Today’s teens are hungry for something to be passionate about and the message of Christ is wonderfully counter-cultural. While their school work calls for busyness, Jesus calls them to a relationship of trust and slowness. While their sports teams call them to performance, Jesus calls them to a place where their worth is pre-established. While their parents and even their peer clusters (and, unfortunately, churches) call them to wear a variety of masks to hide the pain in their lives, Jesus calls them to be themselves; the selves he so perfectly loves.

A primary issue for today’s frenzied teenagers is isolation. Teenagers today live in a world that is either completely or almost completely isolated from adults. This experience of isolation goes deeper: teenagers often experience isolation from self, others, and the world around them. But the gospel of Jesus Christ can penetrate this isolation and still bring about the kind of radical transformation we hope for in all our lives.

In the blur of everyday life, it’s tough for teenagers to experience these passion-worthy truths. But camps and retreats can provide mini monastic experiences; opportunities to pull away from the distractions of normal life and practise a slower-paced and spiritually focused daily rhythm.

In my rush to move away from manipulation of teenagers, I once shied away from calling students to a decision. (It’s not hard to get kids to ‘respond’, if you use the kind of manipulative techniques often perpetrated in our history of youth ministry — especially when it comes to ‘decision night’ at camp.) I was so conscious of not manipulating decisions that I threw the baby out with the bathwater.

IT’S VERY RARE TO FIND PEOPLE WHO MADE A ONE-ANDONLY- ONE DECISION FOR CHRIST. MOST OF US MAKE A SERIES OF DECISIONS

In recent years, I’ve come to realise a couple of things about these decisions. Firstly, it’s very rare to find people who made a one-andonly- one decision for Christ.
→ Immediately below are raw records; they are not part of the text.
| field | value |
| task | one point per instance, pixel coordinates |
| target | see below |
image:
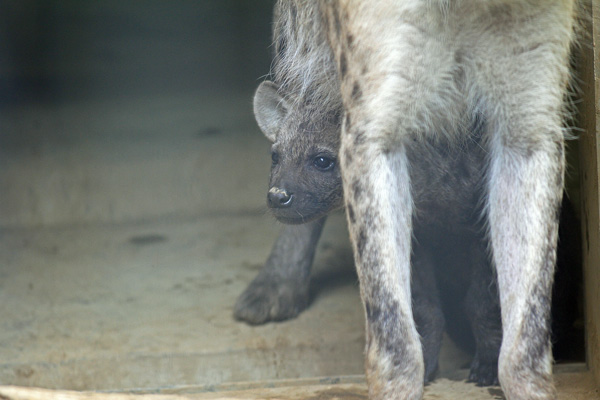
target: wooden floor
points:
(573, 383)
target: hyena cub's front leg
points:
(281, 289)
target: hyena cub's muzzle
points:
(279, 198)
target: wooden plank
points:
(574, 382)
(590, 204)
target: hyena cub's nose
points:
(279, 198)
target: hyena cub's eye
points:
(275, 157)
(323, 163)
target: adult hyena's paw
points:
(484, 373)
(270, 299)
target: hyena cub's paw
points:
(484, 373)
(269, 298)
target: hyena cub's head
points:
(305, 181)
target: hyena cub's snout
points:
(305, 181)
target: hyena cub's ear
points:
(269, 109)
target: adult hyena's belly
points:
(448, 184)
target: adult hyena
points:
(415, 72)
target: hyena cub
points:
(411, 76)
(305, 185)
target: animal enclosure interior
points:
(132, 216)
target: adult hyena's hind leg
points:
(373, 47)
(525, 186)
(280, 291)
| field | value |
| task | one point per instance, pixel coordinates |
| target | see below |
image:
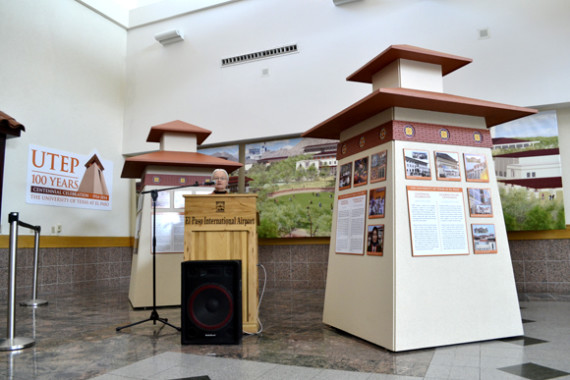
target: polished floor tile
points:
(76, 339)
(534, 372)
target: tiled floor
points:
(76, 339)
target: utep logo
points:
(478, 137)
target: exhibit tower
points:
(419, 255)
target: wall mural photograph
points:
(294, 181)
(529, 172)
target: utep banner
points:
(58, 178)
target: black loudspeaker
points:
(211, 302)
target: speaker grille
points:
(211, 307)
(211, 302)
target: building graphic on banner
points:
(57, 178)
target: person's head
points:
(375, 234)
(220, 178)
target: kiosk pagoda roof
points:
(384, 98)
(179, 127)
(134, 167)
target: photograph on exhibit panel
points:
(376, 202)
(361, 172)
(378, 164)
(345, 176)
(480, 204)
(375, 240)
(447, 166)
(417, 164)
(476, 168)
(484, 238)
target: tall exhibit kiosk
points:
(224, 227)
(419, 255)
(175, 170)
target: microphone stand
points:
(154, 313)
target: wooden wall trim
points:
(27, 241)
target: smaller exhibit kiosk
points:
(419, 255)
(175, 170)
(224, 227)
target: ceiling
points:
(135, 13)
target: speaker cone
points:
(211, 307)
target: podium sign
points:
(224, 227)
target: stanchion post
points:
(34, 302)
(12, 343)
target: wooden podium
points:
(224, 227)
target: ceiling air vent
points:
(283, 50)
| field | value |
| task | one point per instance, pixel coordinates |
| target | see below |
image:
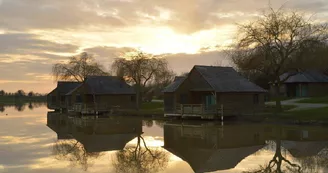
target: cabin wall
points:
(318, 89)
(241, 103)
(195, 81)
(123, 101)
(53, 101)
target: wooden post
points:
(221, 112)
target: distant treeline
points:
(21, 96)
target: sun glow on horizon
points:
(155, 40)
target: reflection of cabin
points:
(56, 98)
(211, 148)
(304, 84)
(207, 89)
(98, 135)
(59, 124)
(300, 141)
(304, 141)
(101, 94)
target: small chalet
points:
(304, 84)
(210, 90)
(208, 148)
(101, 94)
(56, 98)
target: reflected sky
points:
(36, 141)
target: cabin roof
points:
(226, 79)
(105, 85)
(63, 87)
(306, 77)
(175, 84)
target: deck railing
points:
(199, 109)
(91, 108)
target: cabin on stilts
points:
(101, 94)
(56, 98)
(211, 92)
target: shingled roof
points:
(63, 87)
(306, 77)
(226, 79)
(175, 84)
(107, 85)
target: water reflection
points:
(94, 136)
(205, 147)
(20, 107)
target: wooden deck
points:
(87, 109)
(196, 110)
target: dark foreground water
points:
(33, 140)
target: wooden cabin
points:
(105, 134)
(209, 91)
(210, 148)
(303, 84)
(56, 98)
(99, 94)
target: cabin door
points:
(209, 100)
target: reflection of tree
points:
(30, 106)
(20, 107)
(314, 163)
(276, 164)
(74, 152)
(140, 159)
(159, 123)
(2, 108)
(148, 123)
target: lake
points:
(33, 140)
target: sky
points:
(35, 34)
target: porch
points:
(92, 109)
(196, 110)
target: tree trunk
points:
(139, 96)
(278, 98)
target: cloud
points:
(184, 16)
(30, 43)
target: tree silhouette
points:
(140, 159)
(278, 163)
(279, 42)
(74, 152)
(140, 68)
(78, 68)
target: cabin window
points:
(183, 98)
(133, 98)
(78, 99)
(62, 98)
(53, 98)
(256, 99)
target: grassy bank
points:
(12, 99)
(323, 100)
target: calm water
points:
(33, 140)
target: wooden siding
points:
(125, 101)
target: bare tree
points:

Most of us make a series of decisions. In fact, most of us need to make a ‘decision for Christ’ pretty much every day! Secondly, teenagers (and adults) still need to make stake-in-the-ground choices: ‘I’m not going to be a part of this behaviour anymore’, ‘I’m going to rearrange my priorities based on this new information’, ‘I’m going to follow Jesus this year’. These choices – an ongoing series of spiritual choices in our lives — become guiding bumpers in our journey towards Christ.

So, finally, I’ve come to see spiritual decisions (especially the ‘biggies’ made at camps and retreats) as ‘Ebenezers’. Remember that great Old Testament word? Samuel put a big rock up, called it an Ebenezer, and said it was to commemorate a spot where God met us (1 Samuel 7:12). An Ebenezer is a spiritual marker. Significant spiritual decisions — when not manipulated — become spiritual markers for students. And when a 15-year-old girl finds, six months later, that she doesn’t ‘feel’ God anymore, she can hopefully reflect back on her Ebenezer from summer camp and say to herself, ‘But I know I felt God then; I know God is real, because I know God was real then.’

This may seem a bit simplistic, and even Ebenezers can be forgotten with enough landscape in between, but a series of spiritual markers seems to most accurately reflect the reality of the spiritual life for those of us with a few more years of perspective. But we have hope! We know that this God stuff is the real deal and following Jesus is the only way to really experience the fullness of life.

I want to be a youth worker who never manipulates or coerces teenagers into spiritual decisions. And I refuse to use certain types of programmes to manufacture behaviour and commitment. Instead, I am an environmental host, creating spaces where teenagers have an increased opportunity to experience Jesus. That’s why I still love, love, love the unique, out-of-the-ordinary environment of camps and retreats. Let’s help teenagers build some Ebenezers!